1984年に出版され日本SF大賞を受賞した作品が復刊したのだ。久しぶりにSFの古典を読んでみるのも一興かと、手にとってみたのだが、思った以上にこれがなかなか面白かったのだ。
SFというジャンルはどうしても未来に目を向けるので、書かれた当時は最新の技術情報を持ってたとしても、四半世紀も過ぎるとかなりつらいものがある。1980年代といえば、インターネットどころか家庭にはPCなどはなく、せいぜいマイコンが登場したばかりだった。それからわずか十数年で一家に一台コンピューターが入り込み、世界中とオンラインで結ばれるなどだれも夢想すらしていなかった。
70年から80年の間は日本SFの黄金期だったと思う。アポロの月面着陸、大阪万博、など未来はいつもバラ色だった。人類はすぐにでも宇宙に進出していくと信じていた。AIが進化し、コンピューターはすぐにでも会話をしてくれると信じていた。それが変調をきたしてきたのはいつからだったのか。アメリカが宇宙から手を引き、次第に内向きになり、科学技術の進歩が公害をもたらし、やがて未来はバラ色からカオスになっていった。
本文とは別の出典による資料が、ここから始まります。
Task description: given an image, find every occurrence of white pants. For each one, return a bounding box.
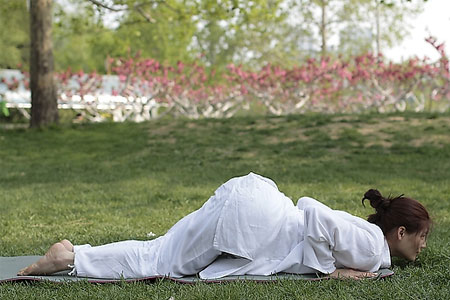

そのころSF黄金期の旗手である小松左京がいつのまにか主役を降り、科学の未来を信奉していたはずのSFまでが内向的になっていった。我輩も小粒になったSFから離れ、興隆してきたミステリーにはまっていったのだ。と・・、前置きばかり長くなってしまった。
この「幻詩狩り」は、SFといってもサイエンス部分はまったくなく、シュールリアリズムの歴史をなぞりながら、魅惑的な幻想の世界を紡ぎ出している。戦後シュールリアリズムの詩人が、一度読むと人を魔界に導く「詩」を創ってしまう。やがてその「詩」が日本で翻訳されたため、多数の人々が死に至り、取り締まりの対象となる禁制の「詩」となってしまう。そんな「幻詩」の出自と歴史のお話なのである。言葉自体の持つ「魔力」を、これほどまでに魅惑的に描いたお話は初めてだった。冒頭と終盤に、今となっては古めかしいスペースオペラ風の挿話があるので、SFに分類されているのだろうが、我輩的には不要なのだ。それにしても今でも非常に魅力ある幻想文学なのである。